The biggest constraint CEOs face in their long-term plans for their companies is not customers or capital, but not having the right talent to support their growth strategies.
As a result, he said, some 2,000 employees have been placed into new roles every year. Eighty percent of those roles are now filled by internal personnel, up from 20 percent when Korn Ferry started working with the company.
One recommendation from the report was that companies should identify employees in their late 20s and early 30s who have the potential to be future senior leaders, then manage their development and their careers to ensure they are ready and equipped with the necessary skills and experience when needed.
Crandell said companies who have successfully aligned talent with business strategy include Chinese finance giant ICBC, which attracts and develops talent to emphasise a performance-driven meritocracy.
Another is US-based conglomerate GE, known for cultivating leaders at multiple levels to help drive its entrepreneurial culture.
“It is not just about preparing for the future generations, but also to make sure you have the ready talent in the right roles at the right time,” he said.

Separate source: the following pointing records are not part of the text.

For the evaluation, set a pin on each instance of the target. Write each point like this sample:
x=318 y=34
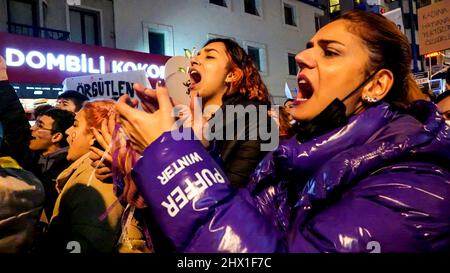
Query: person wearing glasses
x=49 y=141
x=443 y=100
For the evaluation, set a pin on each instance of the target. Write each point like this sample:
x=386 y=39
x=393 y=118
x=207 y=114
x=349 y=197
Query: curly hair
x=96 y=111
x=388 y=48
x=248 y=81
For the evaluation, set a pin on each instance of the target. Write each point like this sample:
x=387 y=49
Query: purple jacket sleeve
x=189 y=196
x=190 y=199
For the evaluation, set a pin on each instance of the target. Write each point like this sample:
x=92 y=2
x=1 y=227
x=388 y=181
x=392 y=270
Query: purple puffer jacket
x=381 y=183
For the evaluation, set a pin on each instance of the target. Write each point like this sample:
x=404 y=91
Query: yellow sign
x=434 y=27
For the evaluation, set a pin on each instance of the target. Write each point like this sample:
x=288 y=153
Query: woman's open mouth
x=305 y=90
x=195 y=77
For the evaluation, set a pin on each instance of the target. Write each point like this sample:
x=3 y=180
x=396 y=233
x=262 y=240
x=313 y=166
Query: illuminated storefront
x=37 y=67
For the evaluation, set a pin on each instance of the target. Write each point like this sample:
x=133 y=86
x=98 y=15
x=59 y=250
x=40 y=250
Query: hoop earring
x=368 y=99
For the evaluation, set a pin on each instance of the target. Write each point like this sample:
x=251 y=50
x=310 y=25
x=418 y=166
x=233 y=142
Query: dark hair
x=77 y=98
x=249 y=82
x=62 y=120
x=388 y=48
x=41 y=109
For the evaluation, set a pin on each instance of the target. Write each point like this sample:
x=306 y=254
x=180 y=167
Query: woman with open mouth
x=222 y=74
x=84 y=218
x=366 y=172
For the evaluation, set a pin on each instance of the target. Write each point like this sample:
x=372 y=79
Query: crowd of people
x=362 y=157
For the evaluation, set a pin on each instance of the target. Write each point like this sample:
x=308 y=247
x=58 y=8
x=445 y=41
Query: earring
x=369 y=99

According to Crandell, there are six strategies for creating a “gold standard” in succession that organisations should consider for creating a sustainable talent pool:
1) Align talent with business strategy
The talent management literature of today and those from 20 to 30 years ago say the same things, according to Crandell. “Identify the talent you need given your business strategy, understand what talent you have relative to what you need, know where the talent gaps are and close them by building from within or supplementing from outside,” he said.
2) Assess your talent pool
Assess multiple generations of candidates in the pipeline against target profiles, valid indicators of executive potential, and industry benchmarks.
“It is not just about finding who your top performers are. Identify your employees who have the potential to do the job in this generation and the generations after that,” said Crandell.
3) Go deep for your talent pipeline
Many organisations tend to only look out for immediate successors. Instead, they should be accessing multiple generations of candidates.
Crandells’ advice: “Go all the way deep down into your organisations.”
4) Cross-train your future leaders
Provide the employees with a mix of on-the-job training, intensive coaching, mentoring and education.
“It takes an average of 25 years to develop a top executive. Allow your people to experience a wide variety of functions and geographies,” said Crandell. “This gives them greater perspectives in their leadership development journey
5) Know your people
“I can’t tell you how many times that I have seen talents leave organisations because they did not believe they have any career opportunities,” observed Crandell.
To prevent that from happening, executives need to be more in touch with the organisation’s talent pipeline, and more importantly be familiar with their individual and potential development needs.
Also, every assignment and even every discussions are important coaching opportunities. “You should be thinking about how they can help develop the person,” he added.
6) Think succession, think risk mitigation
Finally, always make succession a key priority for both the organization and the individual.
Organisations should view succession as a long-term game, where leadership development must become an organisational lifestyle.
Think of succession as a form of risk mitigation, said Crandell.